With the second file I have different errors than you. Audio encoding is skipped (due to an internal error) when using aac with lower bitrate, but should be applied, opus works fine. The logs for aac:

[AQ] AudioQueueObject.cpp:2958  _Start: Error (-4) getting reporterIDs
[AudioMetadata] AudioQueueObject.cpp:5919  DetermineMetadataTimestamp unable to obtain valid timestamp, estimate:412148.000000

Which possibly indicate an invalid audio track properties (even knowing you used QuickTime and HandBrake).

I also tried to set sourceFormatHint to audioDescription and the audio track just fails to be added.

starkdmi commented 11 months ago

Without using ObjCExceptionCatcher the project with library code will crash at runtime.

Probably you could fork a repo and use it in CocoaPods via:

pod 'MediaToolSwift', :git => 'https://github.com/twilightDD/MediaToolSwift.git', :branch => 'main'

or in SPM using:

dependencies: [
    .package(url: "https://github.com/twilightDD/MediaToolSwift.git", branch: "main")
]
twilightDD commented 11 months ago

I've tested videos and can replicate the progress issue. In Swift 134 frames detected, ffmpeg shows 133, but the callback is actually called 137 times. As it will always be close to the original value I could limit progress notifications to 1.0 max. Will investigate a bit more there.

This are bad ugly effects I hate the most - "its almost correct this way but actually not". I feel you.


I also tried to set sourceFormatHint to audioDescription and the audio track just fails to be added.

Well, I just re-tried it with following settings:

with sourceFormatHint the error occurs, with audioDescription it encodes

sourceFormatHint: is nil

audioDescription:

audioDescription: Optional(<CMAudioFormatDescription 0x600003305040 [0x7ff86002ecc0]> {
    mediaType:'soun' 
    mediaSubType:'aac ' 
    mediaSpecific: {
        ASBD: {
            mSampleRate: 44100.000000 
            mFormatID: 'aac ' 
            mFormatFlags: 0x0 
            mBytesPerPacket: 0 
            mFramesPerPacket: 1024 
            mBytesPerFrame: 0 
            mChannelsPerFrame: 2 
            mBitsPerChannel: 0  } 
        cookie: {<CFData 0x60000292ea70 [0x7ff86002ecc0]>{length = 39, capacity = 39, bytes = 0x03808080220002000480808014401500 ... 1210068080800102}} 
        ACL: {Stereo (L R)}
        FormatList Array: {
            Index: 0 
            ChannelLayoutTag: 0x650002 
            ASBD: {
            mSampleRate: 44100.000000 
            mFormatID: 'aac ' 
            mFormatFlags: 0x0 
            mBytesPerPacket: 0 
            mFramesPerPacket: 1024 
            mBytesPerFrame: 0 
            mChannelsPerFrame: 2 
            mBitsPerChannel: 0  }} 
    } 
    extensions: {{
    VerbatimISOSampleEntry = {length = 87, bytes = 0x00000057 6d703461 00000000 00000001 ... 12100680 80800102 };
}}
})
twilightDD commented 11 months ago

Without using ObjCExceptionCatcher the project with library code will crash at runtime.

Probably you could fork a repo and use it in CocoaPods via:

pod 'MediaToolSwift', :git => 'https://github.com/twilightDD/MediaToolSwift.git', :branch => 'main'

or in SPM using:

dependencies: [
    .package(url: "https://github.com/twilightDD/MediaToolSwift.git", branch: "main")
]

Yeah, thats the way.
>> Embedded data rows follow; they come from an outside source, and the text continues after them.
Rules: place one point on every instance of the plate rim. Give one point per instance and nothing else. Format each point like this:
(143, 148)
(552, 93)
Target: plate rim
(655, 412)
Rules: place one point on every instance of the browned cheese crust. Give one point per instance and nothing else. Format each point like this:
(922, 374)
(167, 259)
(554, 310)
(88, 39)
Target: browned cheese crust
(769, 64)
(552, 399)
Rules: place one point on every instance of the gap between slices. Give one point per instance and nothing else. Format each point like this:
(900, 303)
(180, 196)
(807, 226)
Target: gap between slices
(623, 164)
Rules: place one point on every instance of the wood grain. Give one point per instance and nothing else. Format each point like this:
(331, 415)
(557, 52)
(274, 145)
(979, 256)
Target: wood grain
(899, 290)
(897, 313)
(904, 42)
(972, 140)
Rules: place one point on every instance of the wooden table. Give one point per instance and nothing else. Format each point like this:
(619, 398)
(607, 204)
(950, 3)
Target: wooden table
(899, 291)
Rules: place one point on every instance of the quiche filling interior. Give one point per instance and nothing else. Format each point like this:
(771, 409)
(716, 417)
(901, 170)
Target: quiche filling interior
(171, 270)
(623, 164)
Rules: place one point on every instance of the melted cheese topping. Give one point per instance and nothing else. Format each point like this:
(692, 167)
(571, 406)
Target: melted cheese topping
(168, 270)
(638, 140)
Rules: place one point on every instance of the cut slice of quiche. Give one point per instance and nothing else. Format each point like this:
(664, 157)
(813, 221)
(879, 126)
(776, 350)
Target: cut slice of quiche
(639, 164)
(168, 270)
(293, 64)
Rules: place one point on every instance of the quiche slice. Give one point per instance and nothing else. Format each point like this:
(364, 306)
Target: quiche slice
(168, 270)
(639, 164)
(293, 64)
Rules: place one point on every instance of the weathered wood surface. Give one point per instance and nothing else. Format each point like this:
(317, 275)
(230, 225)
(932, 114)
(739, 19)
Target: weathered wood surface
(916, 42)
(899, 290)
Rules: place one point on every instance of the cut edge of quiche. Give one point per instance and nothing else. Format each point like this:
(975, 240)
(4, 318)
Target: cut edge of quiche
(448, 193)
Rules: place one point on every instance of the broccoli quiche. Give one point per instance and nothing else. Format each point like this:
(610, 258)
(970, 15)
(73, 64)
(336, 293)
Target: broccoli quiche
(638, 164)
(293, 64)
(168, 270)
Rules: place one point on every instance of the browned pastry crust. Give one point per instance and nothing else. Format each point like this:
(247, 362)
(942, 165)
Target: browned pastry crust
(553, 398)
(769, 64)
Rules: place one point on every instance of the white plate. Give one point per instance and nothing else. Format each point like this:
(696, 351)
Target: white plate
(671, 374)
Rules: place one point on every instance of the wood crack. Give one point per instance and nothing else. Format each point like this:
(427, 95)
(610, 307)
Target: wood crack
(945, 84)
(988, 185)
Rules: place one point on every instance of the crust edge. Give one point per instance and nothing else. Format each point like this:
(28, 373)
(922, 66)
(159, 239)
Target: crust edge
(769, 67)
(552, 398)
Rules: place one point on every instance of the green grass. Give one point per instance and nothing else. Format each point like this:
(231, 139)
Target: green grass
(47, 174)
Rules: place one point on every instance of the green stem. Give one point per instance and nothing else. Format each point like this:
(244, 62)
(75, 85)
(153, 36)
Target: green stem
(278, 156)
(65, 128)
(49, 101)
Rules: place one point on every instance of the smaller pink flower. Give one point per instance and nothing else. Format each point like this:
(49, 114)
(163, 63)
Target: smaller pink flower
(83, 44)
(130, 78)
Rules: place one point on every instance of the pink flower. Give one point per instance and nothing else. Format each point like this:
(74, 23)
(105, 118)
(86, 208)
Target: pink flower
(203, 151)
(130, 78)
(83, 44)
But does not help me with the fact that I can't include the SPM-package to my repo (what I really prefer. Sometimes I'm out of nowhere and do not have any internet connectivity. Just Germany problems one may say.)

starkdmi commented 11 months ago

@twilightDD, clone Github repo, then in Xcode menu File->Add Package Dependencies, and button Add Local at the bottom. It will recognize Package.swift and you will be able to modify the code.

starkdmi commented 11 months ago

@twilightDD, setting sourceFormatHint = audioDescription for the audio without re-encoding make sense, fixed on main branch.